Let it be. Move on. Be myself. Try to see what actions of mine made that person say that to me and do my best to grow personally. Genuinely love that person and others like her/him anyway. Be thankful for the friends and family who see me for who I am. Allow this person and other people who have opinions about me to change their minds in their own time if they want. Let go of hurt feelings and bitterness, because that will only keep the walls there.
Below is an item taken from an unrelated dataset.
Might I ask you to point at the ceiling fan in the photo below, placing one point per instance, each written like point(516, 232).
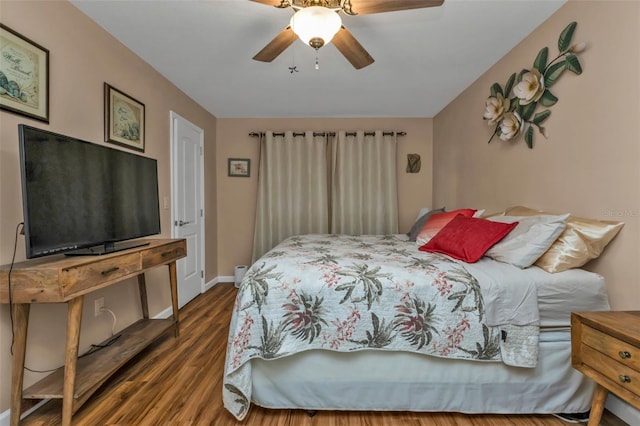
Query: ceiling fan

It is my job to hold up my end of the friendship deal, whether it is reciprocated or not.
But I am actually almost thankful for this little experience. It wasn't pleasant, let me tell you. Still isn't. But it made me ask myself: What other labels do people attach to who you are? What labels do you assign to other people? Are you holding up your end of the friendship with people like you should? I think I've grown to be a stronger friend and person by having these questions in my head during the last little segment of my life. I've learned a little bit more about what it means to value being faithful in friendship.
And that is important. Because all this stuff about loving others, friendship, and forgiveness? That stuff is the real deal.